What applies from when?
The PPWR has been in force since 11 February 2025. Most obligations apply from 12 August 2026 — in particular the declaration of conformity and technical documentation per packaging, plus PFAS limits for food-contact packaging. From 1 January 2030, recyclability (at least grade C), minimum recycled content for plastics and the 50% empty-space limit for shipping packaging follow. In Germany, the Packaging Act is set to be replaced by an implementing act (VerpackDG) on 12 August 2026; LUCID registration and EPR scheme participation remain in place.
What goes into the PPWR declaration of conformity?
The declaration of conformity follows the model in Annex VIII of the regulation and confirms, per packaging type, that the requirements are met. It rests on the technical documentation under Annex VII: a description of the packaging, its construction by components and layers, the assessment results on recyclability and minimisation, the recycled-content calculation and evidence on restricted substances (including PFAS). Both documents are mandatory from 12 August 2026, must be kept for five years (single-use) or ten years (reusable) and presented to authorities on request.
What recycled content does the PPWR require?
From 1 January 2030, depending on packaging type: 30% for contact-sensitive PET packaging, 10% for contact-sensitive packaging made of other plastics, 30% for single-use beverage bottles and 35% for other plastic packaging. From 2040 the quotas rise to 50/25/65/65%. Important: only post-consumer recyclate counts — production waste (post-industrial recyclate) is not credited.

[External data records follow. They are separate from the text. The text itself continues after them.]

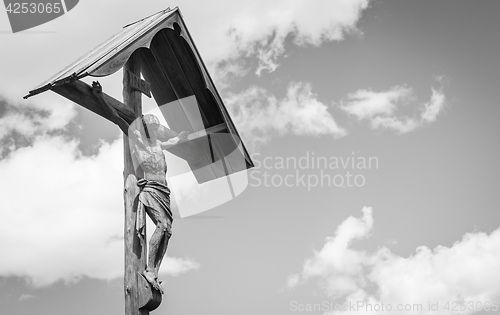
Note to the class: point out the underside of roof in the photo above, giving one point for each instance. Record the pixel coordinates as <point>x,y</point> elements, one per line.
<point>173,67</point>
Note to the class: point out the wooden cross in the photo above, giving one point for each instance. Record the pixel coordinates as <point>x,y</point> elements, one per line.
<point>160,48</point>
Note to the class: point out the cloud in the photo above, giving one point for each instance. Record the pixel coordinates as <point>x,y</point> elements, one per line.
<point>462,272</point>
<point>259,115</point>
<point>63,217</point>
<point>31,119</point>
<point>260,29</point>
<point>382,108</point>
<point>26,297</point>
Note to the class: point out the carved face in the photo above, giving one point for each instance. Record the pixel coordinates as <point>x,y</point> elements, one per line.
<point>152,123</point>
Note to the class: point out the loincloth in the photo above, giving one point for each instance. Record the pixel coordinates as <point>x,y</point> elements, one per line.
<point>154,198</point>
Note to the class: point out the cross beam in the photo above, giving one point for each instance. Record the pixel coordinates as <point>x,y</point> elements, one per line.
<point>81,93</point>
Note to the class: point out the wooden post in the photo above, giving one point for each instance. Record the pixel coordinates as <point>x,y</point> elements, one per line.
<point>140,298</point>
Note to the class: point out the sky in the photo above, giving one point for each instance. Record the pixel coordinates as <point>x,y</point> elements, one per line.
<point>373,126</point>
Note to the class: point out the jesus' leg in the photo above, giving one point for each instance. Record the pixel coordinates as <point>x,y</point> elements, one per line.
<point>157,246</point>
<point>162,250</point>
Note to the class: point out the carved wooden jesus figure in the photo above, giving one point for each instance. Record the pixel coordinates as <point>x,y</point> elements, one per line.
<point>154,196</point>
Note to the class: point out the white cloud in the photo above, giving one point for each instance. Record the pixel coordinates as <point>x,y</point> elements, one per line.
<point>260,28</point>
<point>26,297</point>
<point>63,218</point>
<point>259,115</point>
<point>381,108</point>
<point>33,118</point>
<point>462,272</point>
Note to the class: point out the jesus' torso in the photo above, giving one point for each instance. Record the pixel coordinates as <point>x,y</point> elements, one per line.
<point>152,161</point>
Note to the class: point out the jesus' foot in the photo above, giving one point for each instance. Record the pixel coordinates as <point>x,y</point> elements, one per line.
<point>153,280</point>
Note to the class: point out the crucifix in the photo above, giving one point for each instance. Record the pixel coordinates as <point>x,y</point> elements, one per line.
<point>159,59</point>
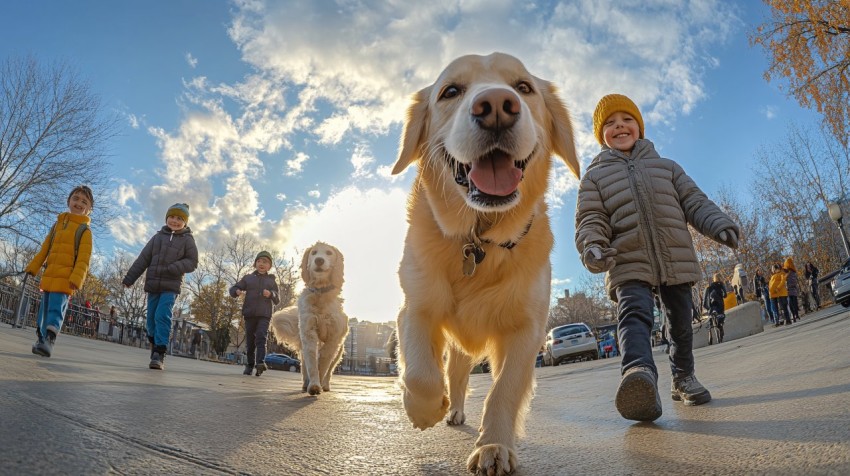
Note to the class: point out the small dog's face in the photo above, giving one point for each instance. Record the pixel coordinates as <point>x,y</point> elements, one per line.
<point>321,263</point>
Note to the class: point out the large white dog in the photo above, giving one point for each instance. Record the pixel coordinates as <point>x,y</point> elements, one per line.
<point>317,326</point>
<point>475,271</point>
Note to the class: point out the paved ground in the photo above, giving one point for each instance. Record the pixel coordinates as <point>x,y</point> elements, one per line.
<point>780,407</point>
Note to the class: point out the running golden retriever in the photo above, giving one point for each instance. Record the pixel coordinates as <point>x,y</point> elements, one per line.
<point>475,270</point>
<point>317,326</point>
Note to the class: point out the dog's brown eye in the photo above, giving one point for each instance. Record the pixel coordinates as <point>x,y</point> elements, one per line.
<point>524,87</point>
<point>450,92</point>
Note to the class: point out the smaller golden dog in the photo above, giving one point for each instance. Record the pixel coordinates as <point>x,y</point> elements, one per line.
<point>317,326</point>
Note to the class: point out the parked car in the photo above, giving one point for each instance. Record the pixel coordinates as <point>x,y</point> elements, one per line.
<point>841,285</point>
<point>570,342</point>
<point>283,362</point>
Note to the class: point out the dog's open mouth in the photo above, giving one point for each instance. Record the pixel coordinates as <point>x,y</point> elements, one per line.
<point>492,179</point>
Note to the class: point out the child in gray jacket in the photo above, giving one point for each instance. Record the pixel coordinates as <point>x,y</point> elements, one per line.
<point>261,294</point>
<point>632,218</point>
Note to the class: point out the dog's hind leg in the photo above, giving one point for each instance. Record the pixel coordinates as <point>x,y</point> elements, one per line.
<point>326,377</point>
<point>310,351</point>
<point>458,367</point>
<point>507,402</point>
<point>421,347</point>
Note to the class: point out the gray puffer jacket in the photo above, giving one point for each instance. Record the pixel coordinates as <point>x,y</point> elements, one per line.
<point>255,304</point>
<point>166,257</point>
<point>641,206</point>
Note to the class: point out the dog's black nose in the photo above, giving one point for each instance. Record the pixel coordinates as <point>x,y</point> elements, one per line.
<point>496,109</point>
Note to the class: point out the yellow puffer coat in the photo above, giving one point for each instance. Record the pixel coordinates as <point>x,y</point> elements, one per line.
<point>61,270</point>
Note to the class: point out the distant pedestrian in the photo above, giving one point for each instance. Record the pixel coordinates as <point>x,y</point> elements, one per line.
<point>779,295</point>
<point>811,275</point>
<point>632,216</point>
<point>167,256</point>
<point>760,286</point>
<point>261,294</point>
<point>66,266</point>
<point>793,285</point>
<point>739,282</point>
<point>714,297</point>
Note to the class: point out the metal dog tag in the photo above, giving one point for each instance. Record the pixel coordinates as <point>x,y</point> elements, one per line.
<point>468,259</point>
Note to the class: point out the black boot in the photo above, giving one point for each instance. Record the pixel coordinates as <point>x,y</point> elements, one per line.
<point>158,358</point>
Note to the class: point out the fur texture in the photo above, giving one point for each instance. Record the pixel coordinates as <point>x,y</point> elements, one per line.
<point>483,135</point>
<point>317,326</point>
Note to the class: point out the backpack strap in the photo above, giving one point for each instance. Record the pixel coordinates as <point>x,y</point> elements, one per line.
<point>50,245</point>
<point>78,236</point>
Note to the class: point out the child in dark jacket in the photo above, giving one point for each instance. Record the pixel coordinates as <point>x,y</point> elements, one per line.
<point>261,294</point>
<point>169,254</point>
<point>633,214</point>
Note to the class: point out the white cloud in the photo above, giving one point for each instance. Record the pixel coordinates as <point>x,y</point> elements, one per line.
<point>191,60</point>
<point>296,165</point>
<point>346,91</point>
<point>368,226</point>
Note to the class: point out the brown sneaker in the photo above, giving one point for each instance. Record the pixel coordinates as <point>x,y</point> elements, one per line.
<point>689,390</point>
<point>637,397</point>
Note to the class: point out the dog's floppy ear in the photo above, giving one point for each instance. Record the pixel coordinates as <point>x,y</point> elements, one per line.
<point>561,128</point>
<point>338,272</point>
<point>305,266</point>
<point>414,131</point>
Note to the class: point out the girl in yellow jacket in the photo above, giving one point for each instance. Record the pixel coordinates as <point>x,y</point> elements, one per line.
<point>66,266</point>
<point>779,295</point>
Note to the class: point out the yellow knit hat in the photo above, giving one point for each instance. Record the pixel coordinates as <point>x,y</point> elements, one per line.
<point>609,105</point>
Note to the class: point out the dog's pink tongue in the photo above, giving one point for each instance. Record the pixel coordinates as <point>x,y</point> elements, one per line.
<point>495,174</point>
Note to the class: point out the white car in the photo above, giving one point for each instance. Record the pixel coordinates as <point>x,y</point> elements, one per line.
<point>570,342</point>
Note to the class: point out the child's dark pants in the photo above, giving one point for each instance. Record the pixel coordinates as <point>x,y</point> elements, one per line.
<point>256,330</point>
<point>634,308</point>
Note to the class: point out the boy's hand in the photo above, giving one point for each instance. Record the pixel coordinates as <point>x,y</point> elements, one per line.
<point>599,260</point>
<point>729,237</point>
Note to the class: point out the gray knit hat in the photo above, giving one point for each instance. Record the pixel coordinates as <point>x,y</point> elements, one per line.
<point>263,254</point>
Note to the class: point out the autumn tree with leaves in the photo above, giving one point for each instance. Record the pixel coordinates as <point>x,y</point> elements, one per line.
<point>807,45</point>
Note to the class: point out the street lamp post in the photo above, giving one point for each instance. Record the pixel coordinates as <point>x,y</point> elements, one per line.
<point>836,216</point>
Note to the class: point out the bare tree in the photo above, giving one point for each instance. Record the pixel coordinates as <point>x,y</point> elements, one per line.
<point>806,43</point>
<point>52,135</point>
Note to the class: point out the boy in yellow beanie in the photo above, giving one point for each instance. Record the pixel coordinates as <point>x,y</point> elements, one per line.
<point>167,256</point>
<point>632,218</point>
<point>65,255</point>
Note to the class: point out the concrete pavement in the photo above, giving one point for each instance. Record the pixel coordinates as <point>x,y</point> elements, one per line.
<point>781,406</point>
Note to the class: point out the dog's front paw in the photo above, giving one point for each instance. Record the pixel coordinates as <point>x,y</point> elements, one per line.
<point>425,412</point>
<point>456,417</point>
<point>492,460</point>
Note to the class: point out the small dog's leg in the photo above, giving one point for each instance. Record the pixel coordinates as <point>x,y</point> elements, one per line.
<point>458,367</point>
<point>310,349</point>
<point>421,356</point>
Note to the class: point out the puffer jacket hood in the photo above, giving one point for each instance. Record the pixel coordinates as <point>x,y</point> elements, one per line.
<point>641,205</point>
<point>62,271</point>
<point>789,264</point>
<point>164,260</point>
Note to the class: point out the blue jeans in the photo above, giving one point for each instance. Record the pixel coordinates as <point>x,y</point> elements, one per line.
<point>52,313</point>
<point>256,330</point>
<point>158,324</point>
<point>634,309</point>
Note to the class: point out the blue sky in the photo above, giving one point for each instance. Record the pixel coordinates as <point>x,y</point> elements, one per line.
<point>282,119</point>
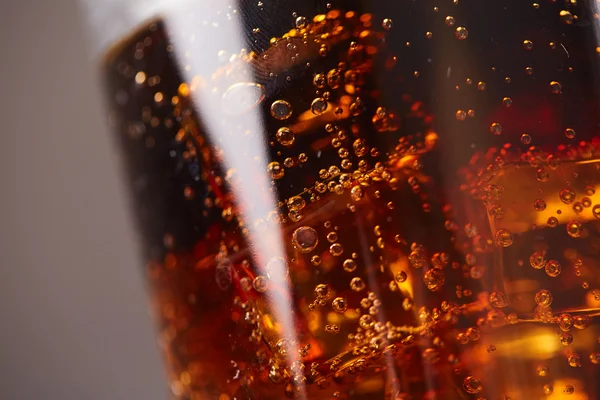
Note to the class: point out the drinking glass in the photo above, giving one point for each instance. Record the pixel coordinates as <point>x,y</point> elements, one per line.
<point>366,199</point>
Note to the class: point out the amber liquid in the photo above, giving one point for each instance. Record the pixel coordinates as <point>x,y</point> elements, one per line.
<point>403,237</point>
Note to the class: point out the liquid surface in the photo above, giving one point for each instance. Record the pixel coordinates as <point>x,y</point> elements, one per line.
<point>370,201</point>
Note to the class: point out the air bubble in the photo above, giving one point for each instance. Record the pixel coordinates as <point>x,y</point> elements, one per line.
<point>305,239</point>
<point>472,385</point>
<point>285,136</point>
<point>281,110</point>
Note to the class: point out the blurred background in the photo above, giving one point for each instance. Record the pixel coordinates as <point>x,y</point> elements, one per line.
<point>74,321</point>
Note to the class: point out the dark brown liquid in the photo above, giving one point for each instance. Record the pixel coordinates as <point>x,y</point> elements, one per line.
<point>383,248</point>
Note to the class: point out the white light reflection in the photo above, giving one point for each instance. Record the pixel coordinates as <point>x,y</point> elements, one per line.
<point>235,124</point>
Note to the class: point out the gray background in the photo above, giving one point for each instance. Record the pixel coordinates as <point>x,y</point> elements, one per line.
<point>74,321</point>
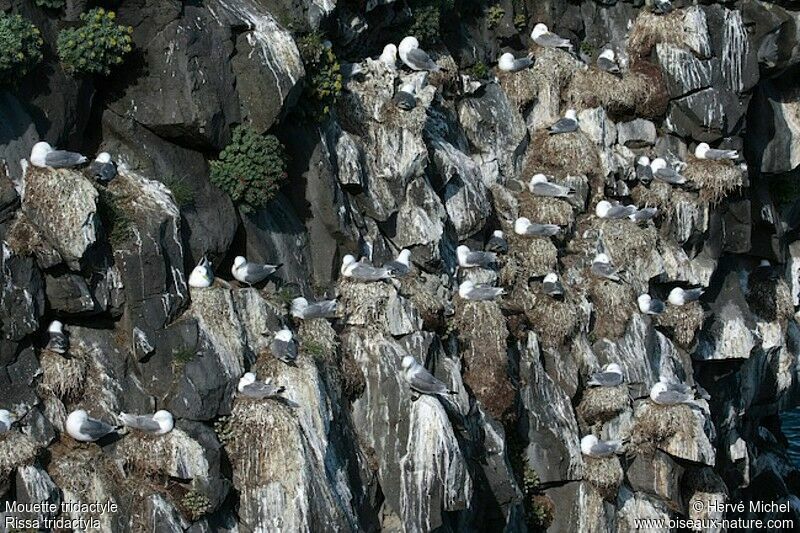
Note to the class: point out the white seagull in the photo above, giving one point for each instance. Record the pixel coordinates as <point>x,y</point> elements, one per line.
<point>58,341</point>
<point>362,272</point>
<point>523,226</point>
<point>414,57</point>
<point>159,423</point>
<point>83,428</point>
<point>679,296</point>
<point>540,185</point>
<point>250,273</point>
<point>542,36</point>
<point>469,259</point>
<point>469,291</point>
<point>591,446</point>
<point>422,381</point>
<point>567,124</point>
<point>248,386</point>
<point>284,347</point>
<point>304,310</point>
<point>610,376</point>
<point>508,63</point>
<point>649,305</point>
<point>663,172</point>
<point>103,169</point>
<point>43,155</point>
<point>703,151</point>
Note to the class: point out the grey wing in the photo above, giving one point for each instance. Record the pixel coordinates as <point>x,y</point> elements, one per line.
<point>62,159</point>
<point>421,60</point>
<point>96,429</point>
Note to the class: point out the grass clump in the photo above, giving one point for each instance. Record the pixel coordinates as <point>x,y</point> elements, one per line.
<point>20,47</point>
<point>96,46</point>
<point>250,169</point>
<point>323,74</point>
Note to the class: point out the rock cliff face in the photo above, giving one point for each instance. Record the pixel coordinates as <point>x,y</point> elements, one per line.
<point>351,447</point>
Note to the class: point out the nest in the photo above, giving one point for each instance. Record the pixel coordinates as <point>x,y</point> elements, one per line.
<point>601,404</point>
<point>640,93</point>
<point>604,473</point>
<point>614,304</point>
<point>715,179</point>
<point>565,154</point>
<point>545,210</point>
<point>682,321</point>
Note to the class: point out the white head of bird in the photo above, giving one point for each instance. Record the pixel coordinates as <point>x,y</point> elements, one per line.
<point>539,30</point>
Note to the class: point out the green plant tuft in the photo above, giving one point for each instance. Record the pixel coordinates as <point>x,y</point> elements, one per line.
<point>250,169</point>
<point>96,46</point>
<point>323,74</point>
<point>20,47</point>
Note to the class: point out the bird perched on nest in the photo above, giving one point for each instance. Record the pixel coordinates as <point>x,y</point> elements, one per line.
<point>591,446</point>
<point>703,151</point>
<point>542,36</point>
<point>508,63</point>
<point>566,124</point>
<point>43,155</point>
<point>414,57</point>
<point>159,423</point>
<point>251,273</point>
<point>610,376</point>
<point>81,427</point>
<point>58,342</point>
<point>422,381</point>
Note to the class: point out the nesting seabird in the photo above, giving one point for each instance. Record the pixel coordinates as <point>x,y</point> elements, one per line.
<point>649,305</point>
<point>58,341</point>
<point>248,386</point>
<point>663,172</point>
<point>615,211</point>
<point>607,61</point>
<point>302,309</point>
<point>591,446</point>
<point>159,423</point>
<point>81,427</point>
<point>284,347</point>
<point>43,155</point>
<point>469,259</point>
<point>551,286</point>
<point>679,296</point>
<point>469,291</point>
<point>406,97</point>
<point>703,151</point>
<point>610,376</point>
<point>251,273</point>
<point>508,63</point>
<point>602,268</point>
<point>414,57</point>
<point>401,265</point>
<point>422,381</point>
<point>542,36</point>
<point>497,243</point>
<point>523,226</point>
<point>567,124</point>
<point>103,169</point>
<point>540,185</point>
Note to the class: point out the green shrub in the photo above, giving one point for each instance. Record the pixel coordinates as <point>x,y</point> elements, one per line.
<point>250,169</point>
<point>20,47</point>
<point>323,75</point>
<point>96,46</point>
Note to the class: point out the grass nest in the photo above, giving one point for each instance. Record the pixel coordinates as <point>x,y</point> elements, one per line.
<point>601,404</point>
<point>614,305</point>
<point>545,210</point>
<point>683,322</point>
<point>715,179</point>
<point>604,474</point>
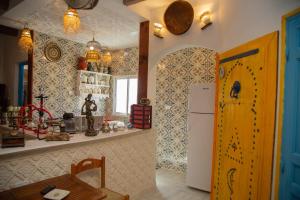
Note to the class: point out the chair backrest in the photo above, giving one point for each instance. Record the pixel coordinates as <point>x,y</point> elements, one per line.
<point>88,164</point>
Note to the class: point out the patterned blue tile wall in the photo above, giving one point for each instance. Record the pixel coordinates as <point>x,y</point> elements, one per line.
<point>58,79</point>
<point>175,73</point>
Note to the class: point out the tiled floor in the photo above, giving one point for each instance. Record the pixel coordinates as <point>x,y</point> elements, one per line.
<point>171,186</point>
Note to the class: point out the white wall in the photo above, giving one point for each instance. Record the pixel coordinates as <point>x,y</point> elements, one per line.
<point>234,22</point>
<point>244,20</point>
<point>195,37</point>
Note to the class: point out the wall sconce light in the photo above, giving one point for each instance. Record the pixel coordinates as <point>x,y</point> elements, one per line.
<point>205,20</point>
<point>158,30</point>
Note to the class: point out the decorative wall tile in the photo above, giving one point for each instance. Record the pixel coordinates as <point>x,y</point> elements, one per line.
<point>130,164</point>
<point>58,79</point>
<point>175,73</point>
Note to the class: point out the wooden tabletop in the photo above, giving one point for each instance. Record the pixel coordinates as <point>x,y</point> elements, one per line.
<point>79,190</point>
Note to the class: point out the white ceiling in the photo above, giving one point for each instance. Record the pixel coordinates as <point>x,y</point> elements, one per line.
<point>114,24</point>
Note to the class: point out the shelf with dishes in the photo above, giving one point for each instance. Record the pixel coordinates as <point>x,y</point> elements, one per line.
<point>94,83</point>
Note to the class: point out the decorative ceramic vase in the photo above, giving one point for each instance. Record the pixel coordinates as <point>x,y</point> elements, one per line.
<point>83,78</point>
<point>91,80</point>
<point>82,65</point>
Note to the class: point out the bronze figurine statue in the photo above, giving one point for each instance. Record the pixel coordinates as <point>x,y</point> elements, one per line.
<point>90,106</point>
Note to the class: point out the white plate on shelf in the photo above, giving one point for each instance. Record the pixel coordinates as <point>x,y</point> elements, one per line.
<point>56,194</point>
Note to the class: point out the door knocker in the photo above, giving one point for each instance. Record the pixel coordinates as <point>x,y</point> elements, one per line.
<point>235,90</point>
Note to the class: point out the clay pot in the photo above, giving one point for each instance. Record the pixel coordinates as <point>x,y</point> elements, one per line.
<point>82,65</point>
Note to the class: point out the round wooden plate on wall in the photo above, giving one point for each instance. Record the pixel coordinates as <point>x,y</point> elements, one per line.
<point>179,17</point>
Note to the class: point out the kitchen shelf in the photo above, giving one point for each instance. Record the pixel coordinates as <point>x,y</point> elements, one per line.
<point>94,83</point>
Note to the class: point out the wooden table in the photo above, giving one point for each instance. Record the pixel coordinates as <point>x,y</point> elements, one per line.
<point>79,190</point>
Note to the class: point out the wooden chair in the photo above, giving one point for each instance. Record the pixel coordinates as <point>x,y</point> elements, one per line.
<point>91,163</point>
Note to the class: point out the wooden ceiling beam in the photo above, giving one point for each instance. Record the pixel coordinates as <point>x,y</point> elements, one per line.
<point>131,2</point>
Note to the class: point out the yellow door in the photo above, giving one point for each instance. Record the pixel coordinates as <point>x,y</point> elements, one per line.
<point>244,126</point>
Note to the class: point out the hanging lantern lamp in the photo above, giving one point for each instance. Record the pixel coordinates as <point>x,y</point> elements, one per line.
<point>71,21</point>
<point>25,40</point>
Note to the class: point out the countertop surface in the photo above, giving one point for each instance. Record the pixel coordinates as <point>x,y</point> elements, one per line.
<point>35,144</point>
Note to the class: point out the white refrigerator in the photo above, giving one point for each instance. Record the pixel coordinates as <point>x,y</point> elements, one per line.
<point>200,136</point>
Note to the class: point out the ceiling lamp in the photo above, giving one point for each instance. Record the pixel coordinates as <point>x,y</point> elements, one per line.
<point>25,40</point>
<point>106,56</point>
<point>71,21</point>
<point>93,51</point>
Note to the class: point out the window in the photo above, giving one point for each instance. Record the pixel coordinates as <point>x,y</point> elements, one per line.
<point>125,94</point>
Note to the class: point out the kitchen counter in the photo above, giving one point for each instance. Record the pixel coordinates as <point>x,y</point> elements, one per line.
<point>130,160</point>
<point>35,144</point>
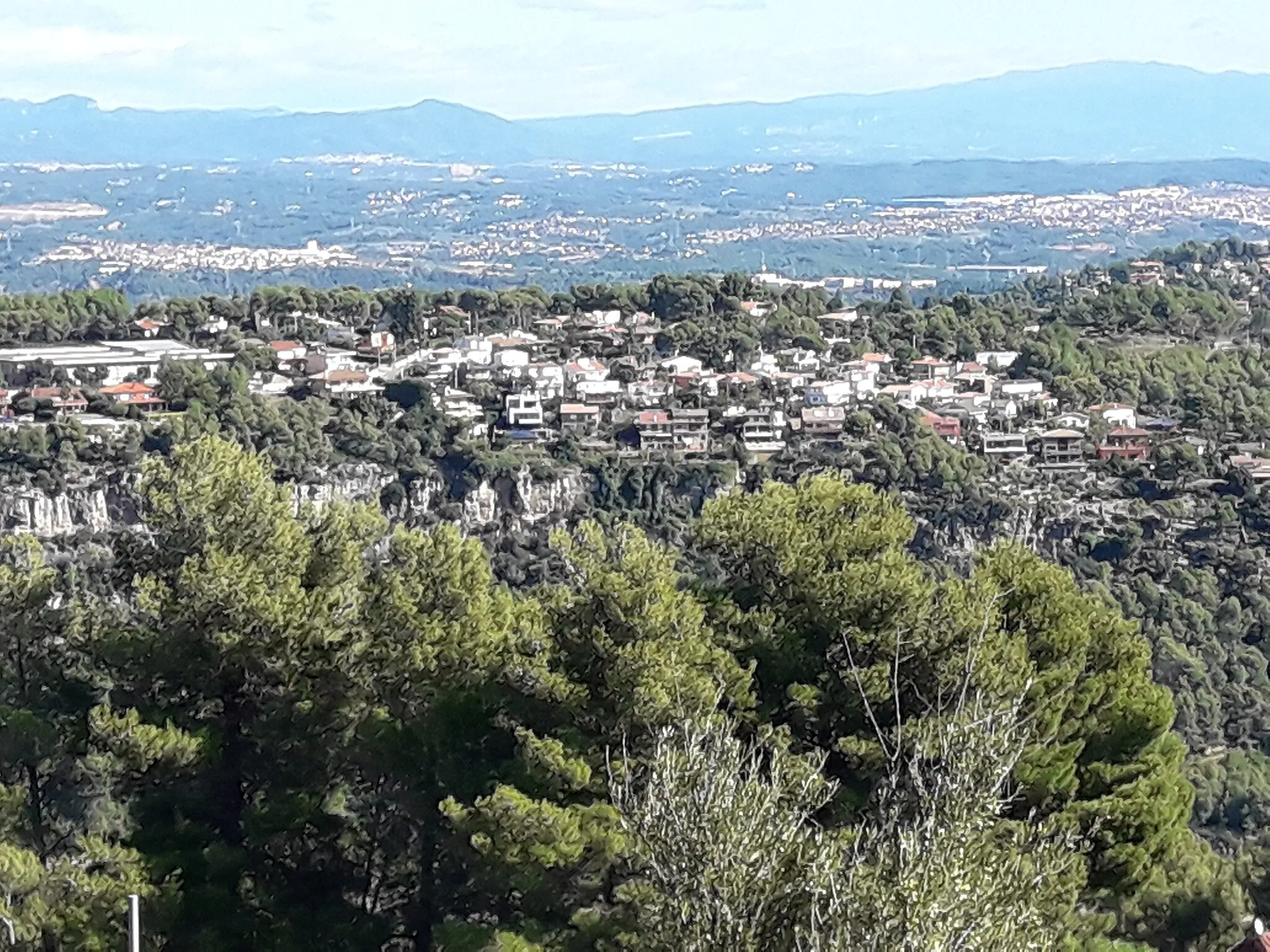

What does "recyclable" mean under the PPWR — and is compostable an alternative?
The PPWR grades recyclability in three performance grades: A (at least 95%), B (at least 80%), C (at least 70%). Packaging below 70% counts as non-recyclable and may no longer be placed on the market from 2030; from 2038, at least grade B is required. The exact assessment criteria will be set by the Commission in delegated acts (planned by early 2028). Compostability is no substitute for recyclability — it is reserved for narrowly defined applications such as tea bags or coffee pads.
Does the 50% empty-space limit apply to all packaging?
No. The limit of 50% empty space applies from 2030 to grouped, transport and e-commerce packaging; filling material counts as empty space. All packaging is additionally subject to the minimisation requirement: weight and volume must be reduced to the functional minimum, and double walls and false bottoms are banned — except for designs protected by design or trademark rights registered before 11 February 2025.
What are the consequences of non-compliance?
Market-surveillance authorities can order corrective measures up to a ban on making the packaging available, withdrawal or recall; fines are set by the member states. Importantly, missing or incomplete documentation is a formal non-conformity and therefore an infringement in its own right — even if the packaging itself meets every product requirement.